La comunicación desempeña un rol central en la producción de bienes intangibles como las tecnologías propietarias, las marcas, el conocimiento de los miembros de una organización en la medida que aportan su inteligencia, habilidades, personalidades, aspiraciones, percepciones, etc., y las relaciones con sus distintos públicos y proveedores.

 

En el actual contexto global múltiples relaciones comunicacionales atraviesan a nuestras sociedades, caracterizando y constituyendo al cuerpo social. Estas relaciones comunicacionales  no pueden disociarse, ni establecerse, ni funcionar sin una producción, una acumulación, una circulación permanente de sentido. Así el antiguo modelo lineal de la comunicación ha sido relevado por el de las redes.
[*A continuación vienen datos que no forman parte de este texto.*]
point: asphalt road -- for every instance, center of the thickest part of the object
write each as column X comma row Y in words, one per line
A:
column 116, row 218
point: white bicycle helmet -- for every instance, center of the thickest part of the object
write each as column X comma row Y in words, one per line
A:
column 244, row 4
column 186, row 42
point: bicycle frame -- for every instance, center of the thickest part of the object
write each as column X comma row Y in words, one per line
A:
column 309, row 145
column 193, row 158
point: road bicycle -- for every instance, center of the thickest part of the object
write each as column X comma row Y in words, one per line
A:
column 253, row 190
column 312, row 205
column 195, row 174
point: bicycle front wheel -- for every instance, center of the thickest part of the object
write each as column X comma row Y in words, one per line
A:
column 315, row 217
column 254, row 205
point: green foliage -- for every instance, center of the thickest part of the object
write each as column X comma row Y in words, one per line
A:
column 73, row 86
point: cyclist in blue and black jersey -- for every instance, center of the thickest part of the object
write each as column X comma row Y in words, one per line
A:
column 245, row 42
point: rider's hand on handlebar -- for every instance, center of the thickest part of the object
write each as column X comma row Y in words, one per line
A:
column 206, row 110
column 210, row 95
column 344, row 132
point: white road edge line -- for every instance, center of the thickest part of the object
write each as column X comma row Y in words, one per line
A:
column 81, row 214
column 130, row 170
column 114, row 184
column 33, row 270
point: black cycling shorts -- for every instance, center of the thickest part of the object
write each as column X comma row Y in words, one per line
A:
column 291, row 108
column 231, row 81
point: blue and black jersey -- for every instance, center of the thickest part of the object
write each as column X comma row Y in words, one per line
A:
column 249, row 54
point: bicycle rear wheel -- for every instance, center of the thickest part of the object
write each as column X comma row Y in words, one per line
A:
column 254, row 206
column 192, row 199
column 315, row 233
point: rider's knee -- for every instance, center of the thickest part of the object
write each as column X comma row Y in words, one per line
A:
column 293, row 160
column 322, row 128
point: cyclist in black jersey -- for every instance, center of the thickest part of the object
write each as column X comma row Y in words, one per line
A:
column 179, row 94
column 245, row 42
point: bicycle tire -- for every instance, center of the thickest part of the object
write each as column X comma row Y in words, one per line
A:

Las redes generan un nuevo tipo de espacio reticulado que debilita  las fronteras organizacionales al mismo tiempo que convierte a las mismas en puntos de acceso y transmisión, de activación y transformación del sentido de comunicar y del poder.

 

Desde esta perspectiva la comunicación ya no se “emite” desde la verticalidad del trono sino desde la retícula cotidiana que ajusta los deseos, las expectativas y demandas de los ciudadanos a los regulados disfrutes del consumidor, como aquel otro que al intensificar la división /especialización / descentralización del trabajo intensifica la velocidad de circulación del capital, del financiero como del productivo, de las informaciones, de las mercancías y de los valores. Se transforma así en un mecanismo de instalación de entidades imaginarias en lo colectivo, cualquiera sea la naturaleza real de estas. En tanto que como  entidades subjetivas todas son “emisoras”, reales o virtuales.

 

Autores / Referencia: Pascale Weil, Annie Bartoli.